Sea ice is known to lose its salt content as it freezes, resulting in denser, saltier water occupying small pockets (or pores) in the young ice—a process known as brine rejection. Laboratory studies have explored the effects of brine rejection on the ice structure and the formation of pores, but these earlier experiments have typically run for less than a week. Wang and his colleagues designed an experiment that persisted for nearly a month and focused on changes in salinity. “This unprecedented duration allows us to resolve the salt-diffusion timescale that controls the slow evolution of ice porosity,” says Wang.
The researchers started with a 24 × 12 × 6-cm3 rectangular tank filled with a saline solution whose salinity was close to that of seawater. The tank featured thermally controlled side walls: The left wall was maintained at a below-freezing temperature, while the right wall was held at a constant above-freezing temperature. This configuration immediately established a convective current that transported warm fluid toward the cold wall, where an ice layer developed. Cameras and salinity probes continuously monitored the freezing process.
By correlating synchronized measurements of ice morphology, salinity, and porosity, the researchers reconstructed the complete lifecycle of the ice layer. After the relatively fast phase of ice growth—which took place in the first three days—Wang and his colleagues expected the system to stabilize and “just sit there.” But over the following two weeks, the team observed that the ice layer changed shape while maintaining the same average thickness. The ice also became noticeably more transparent—less porous—as the salinity of the surrounding liquid increased, leading the researchers to suspect that the ice evolution depends on desalination.
To better understand this evolution, the researchers first modeled the motion of a single brine-filled pore within the ice. Because of a temperature gradient in the ice, the pore is colder on one side than the other. The brine freezes on the colder side, increasing the salinity near the freezing front. Salt then diffuses toward the warmer side, causing melting there. This drives the pore to migrate slowly toward the warmer region, eventually reaching the ice edge where the pore’s brine is dumped into the surrounding water. Pore migration via diffusion, the researchers say, is the main mechanism behind sea-ice aging. To further investigate the final morphology of the ice, the team performed computer simulations, which showed that the ice in the tank eventually behaves as a dense ice layer, free of brine-filled pores.
Diego Perissutti, a physicist who specializes in multiphase fluid flow at the Technical University of Vienna, says that the work “fills a research gap” in understanding how salinity affects the long-term evolution of ice microstructures.
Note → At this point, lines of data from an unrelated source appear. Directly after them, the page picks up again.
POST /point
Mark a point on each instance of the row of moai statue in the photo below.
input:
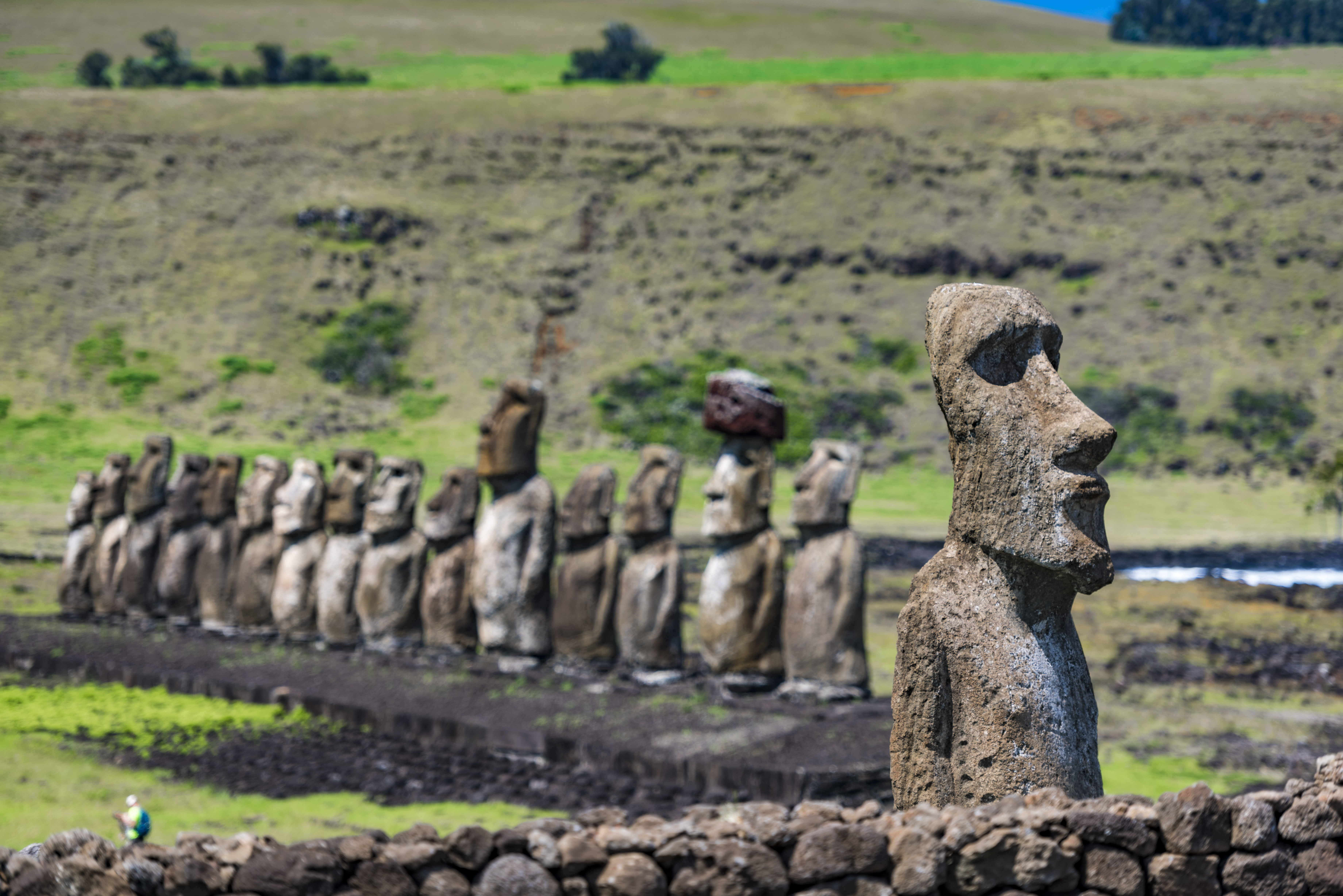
(342, 562)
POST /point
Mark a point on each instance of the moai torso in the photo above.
(449, 527)
(74, 588)
(992, 694)
(186, 537)
(742, 592)
(648, 612)
(253, 576)
(390, 576)
(109, 515)
(824, 598)
(147, 496)
(338, 573)
(220, 510)
(515, 542)
(583, 617)
(297, 518)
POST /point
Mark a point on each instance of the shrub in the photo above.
(363, 349)
(626, 57)
(93, 70)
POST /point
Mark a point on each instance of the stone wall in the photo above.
(1192, 843)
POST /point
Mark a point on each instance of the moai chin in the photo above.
(220, 508)
(338, 571)
(390, 576)
(742, 592)
(648, 611)
(824, 648)
(183, 539)
(109, 511)
(992, 694)
(297, 519)
(583, 619)
(147, 496)
(451, 528)
(74, 590)
(515, 543)
(253, 577)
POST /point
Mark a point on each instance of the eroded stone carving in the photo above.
(390, 576)
(253, 577)
(742, 592)
(648, 613)
(74, 589)
(338, 573)
(185, 535)
(451, 526)
(147, 498)
(220, 510)
(992, 694)
(515, 543)
(824, 598)
(297, 519)
(583, 620)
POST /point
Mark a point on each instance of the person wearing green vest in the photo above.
(135, 821)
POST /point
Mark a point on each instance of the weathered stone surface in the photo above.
(1177, 875)
(1310, 820)
(992, 692)
(1113, 871)
(253, 576)
(1254, 825)
(1196, 821)
(1274, 874)
(515, 875)
(837, 851)
(632, 875)
(1322, 866)
(449, 526)
(728, 868)
(743, 403)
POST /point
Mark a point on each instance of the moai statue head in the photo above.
(220, 488)
(452, 512)
(348, 490)
(510, 433)
(653, 491)
(80, 511)
(185, 490)
(257, 503)
(391, 503)
(743, 406)
(1024, 449)
(299, 502)
(589, 506)
(148, 487)
(111, 487)
(827, 484)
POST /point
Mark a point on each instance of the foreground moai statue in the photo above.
(147, 499)
(992, 694)
(451, 526)
(583, 619)
(390, 576)
(109, 512)
(74, 589)
(253, 576)
(220, 511)
(515, 543)
(823, 608)
(648, 612)
(742, 592)
(338, 573)
(297, 518)
(185, 535)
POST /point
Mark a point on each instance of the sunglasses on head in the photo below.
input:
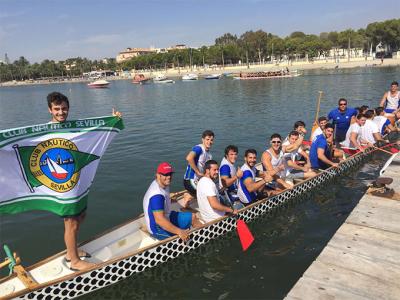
(167, 174)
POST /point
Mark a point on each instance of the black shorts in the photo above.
(190, 186)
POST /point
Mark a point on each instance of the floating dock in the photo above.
(362, 260)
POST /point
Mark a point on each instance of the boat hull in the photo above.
(266, 77)
(119, 268)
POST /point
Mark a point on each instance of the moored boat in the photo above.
(266, 75)
(189, 77)
(129, 248)
(161, 78)
(140, 79)
(99, 84)
(212, 76)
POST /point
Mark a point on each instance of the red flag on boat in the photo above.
(245, 236)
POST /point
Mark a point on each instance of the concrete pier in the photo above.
(362, 260)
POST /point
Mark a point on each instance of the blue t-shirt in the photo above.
(225, 170)
(342, 120)
(156, 203)
(319, 142)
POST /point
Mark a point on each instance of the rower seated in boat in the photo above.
(391, 100)
(351, 144)
(161, 222)
(320, 153)
(208, 197)
(322, 121)
(293, 168)
(196, 159)
(250, 190)
(370, 133)
(229, 176)
(273, 162)
(384, 124)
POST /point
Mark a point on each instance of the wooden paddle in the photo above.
(315, 124)
(391, 152)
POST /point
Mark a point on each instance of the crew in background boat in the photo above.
(322, 121)
(295, 169)
(370, 133)
(341, 118)
(58, 105)
(161, 222)
(273, 162)
(320, 153)
(391, 99)
(362, 109)
(300, 127)
(229, 176)
(351, 144)
(208, 197)
(196, 159)
(384, 124)
(249, 190)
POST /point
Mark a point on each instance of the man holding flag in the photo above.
(51, 167)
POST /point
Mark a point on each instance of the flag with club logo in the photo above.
(52, 166)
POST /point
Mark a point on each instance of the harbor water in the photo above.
(162, 123)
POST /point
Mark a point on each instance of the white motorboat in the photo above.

He is impressed by the simplicity of the model and its capability to “capture the key features of the system with good accuracy,” which could be useful for large-scale climate models. Less-porous ice should be slower to melt, Perissutti says, but it’s too soon to say what implications the results might have for sea-ice and climate predictions.
While sea-ice porosity may decline on long timescales, the natural environment is influenced by many additional processes, Wang says. He adds that future work should focus on numerical models capable of modeling the coupled dynamics between flow inside porous ice and the convective fluid beneath it.
–Rachel Berkowitz
Rachel Berkowitz is a Corresponding Editor for Physics Magazine based in Vancouver, Canada.
References
- Y. Du et al., “Sea ice aging by diffusion-driven desalination,” Phys. Rev. Lett. 135, 104201 (2025).